Greek crisis, China crash and low rates: hedge funds’ horror year.The panic that swept the markets in August was tough for investors the world over, but particularly for the macro hedge funds, who bet big on economic trends.
Despite a reputation as “the smartest guys in the room”, earned from promises to defy market volatility with complicated trades, hedge funds suffered some of the most startling losses in the stock market bloodbaththat started in China in June and sent the London market reeling by August.
Third Point, the $18bn (£12bn) fund run by the American billionaire Daniel Loeb, has described recent trading as “a harrowing round trip”, with danger lurking in China that “seems more intimidating than ever before”.

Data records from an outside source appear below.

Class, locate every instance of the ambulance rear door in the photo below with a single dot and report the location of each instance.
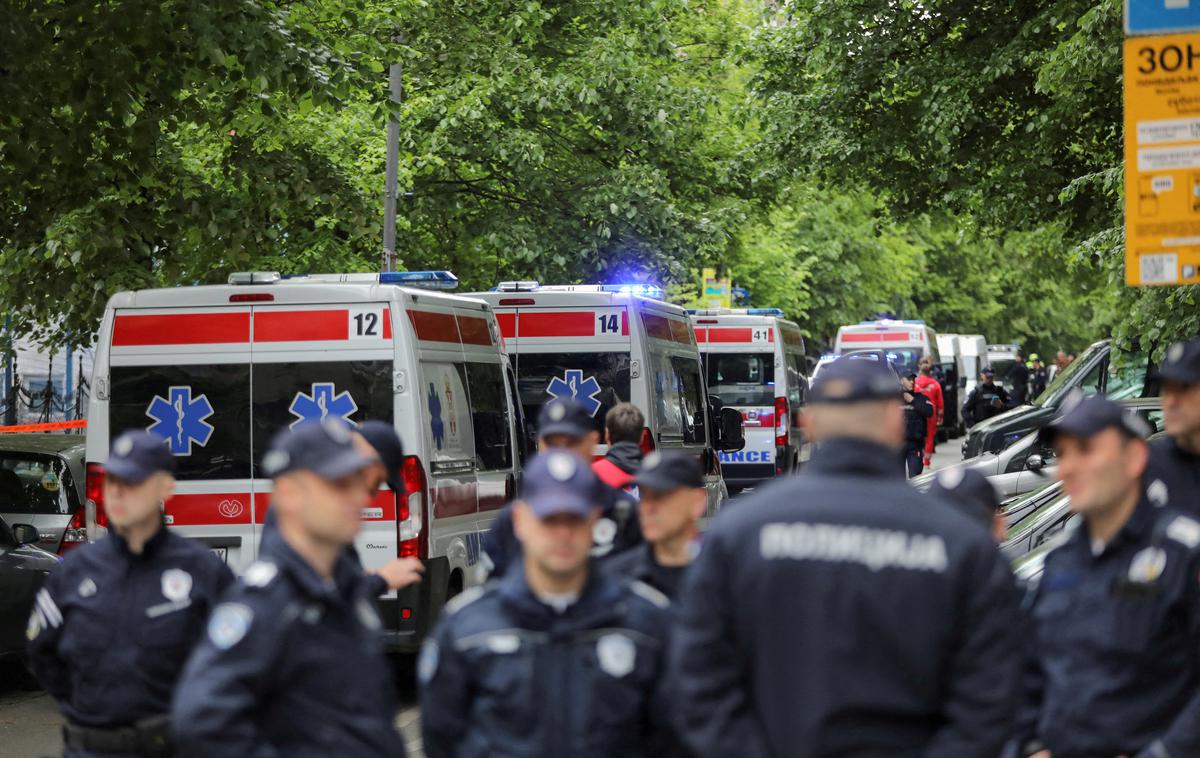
(564, 346)
(318, 355)
(185, 373)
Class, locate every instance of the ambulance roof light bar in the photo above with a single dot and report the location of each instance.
(255, 277)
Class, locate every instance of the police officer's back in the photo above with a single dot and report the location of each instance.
(565, 425)
(1117, 608)
(293, 660)
(841, 613)
(556, 657)
(1173, 476)
(115, 621)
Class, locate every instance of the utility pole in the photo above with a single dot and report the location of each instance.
(389, 200)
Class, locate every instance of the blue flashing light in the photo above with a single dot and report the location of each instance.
(430, 280)
(645, 290)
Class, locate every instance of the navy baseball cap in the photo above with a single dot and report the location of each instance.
(324, 447)
(855, 380)
(558, 482)
(1085, 416)
(1181, 362)
(564, 416)
(670, 470)
(387, 443)
(136, 455)
(970, 491)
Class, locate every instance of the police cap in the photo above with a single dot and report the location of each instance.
(1084, 416)
(136, 455)
(558, 482)
(969, 489)
(564, 416)
(324, 447)
(670, 470)
(853, 380)
(1182, 362)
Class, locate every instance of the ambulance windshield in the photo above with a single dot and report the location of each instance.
(742, 379)
(599, 380)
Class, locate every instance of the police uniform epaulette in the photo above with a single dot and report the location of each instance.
(648, 593)
(466, 597)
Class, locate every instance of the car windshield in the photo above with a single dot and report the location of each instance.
(742, 379)
(35, 483)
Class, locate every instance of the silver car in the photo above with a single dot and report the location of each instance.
(42, 483)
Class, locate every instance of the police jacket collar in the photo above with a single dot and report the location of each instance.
(1134, 531)
(149, 549)
(847, 456)
(597, 601)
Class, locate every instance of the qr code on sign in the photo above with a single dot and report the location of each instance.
(1159, 269)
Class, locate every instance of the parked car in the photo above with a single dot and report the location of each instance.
(23, 569)
(1095, 372)
(42, 485)
(1027, 464)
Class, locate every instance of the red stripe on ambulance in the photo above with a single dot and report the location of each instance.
(181, 329)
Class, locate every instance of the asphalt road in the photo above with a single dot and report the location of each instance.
(30, 722)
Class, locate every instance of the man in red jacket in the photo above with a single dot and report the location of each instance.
(930, 387)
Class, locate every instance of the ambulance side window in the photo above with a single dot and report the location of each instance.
(490, 416)
(202, 409)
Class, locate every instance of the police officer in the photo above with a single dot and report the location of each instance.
(841, 613)
(293, 660)
(115, 621)
(564, 425)
(1117, 608)
(1173, 476)
(555, 659)
(917, 411)
(673, 499)
(973, 494)
(987, 399)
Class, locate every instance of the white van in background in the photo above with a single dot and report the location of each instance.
(219, 370)
(754, 360)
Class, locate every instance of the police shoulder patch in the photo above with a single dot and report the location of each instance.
(648, 593)
(465, 599)
(1185, 530)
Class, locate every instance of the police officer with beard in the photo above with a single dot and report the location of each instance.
(1173, 475)
(114, 624)
(841, 613)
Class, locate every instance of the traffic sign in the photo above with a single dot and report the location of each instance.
(1162, 160)
(1156, 17)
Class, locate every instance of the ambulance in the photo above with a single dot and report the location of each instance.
(754, 361)
(220, 370)
(903, 342)
(603, 344)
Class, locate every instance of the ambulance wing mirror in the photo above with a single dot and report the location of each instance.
(732, 437)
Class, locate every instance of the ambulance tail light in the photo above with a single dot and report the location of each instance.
(783, 422)
(647, 441)
(411, 531)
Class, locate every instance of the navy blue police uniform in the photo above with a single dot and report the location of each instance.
(1173, 475)
(508, 674)
(663, 471)
(1116, 630)
(293, 663)
(841, 613)
(112, 627)
(616, 530)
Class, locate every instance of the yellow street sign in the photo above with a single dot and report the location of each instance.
(1162, 160)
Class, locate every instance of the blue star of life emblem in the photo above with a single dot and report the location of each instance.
(181, 420)
(573, 385)
(323, 403)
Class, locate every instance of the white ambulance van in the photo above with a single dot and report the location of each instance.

Even Crispin Odey, the London hedge fund manager who made about £225m from a bearish stance against China this summer, concedes that his industry has had a difficult 2015. “No one is covered in glory this year. When you have zero interest rates for a long time you end up with misallocated capital… All you can do is think about how long this equilibrium can last.”
A bruising year for the hedge funds, while hardly tugging at the heartstrings of most ordinary savers, has potentially wide-reaching effects. About one in every four pounds in hedge funds worldwide is managed on behalf of pension funds, according to the industry trade body AIMA, putting many of us on the hook for these disastrous bets.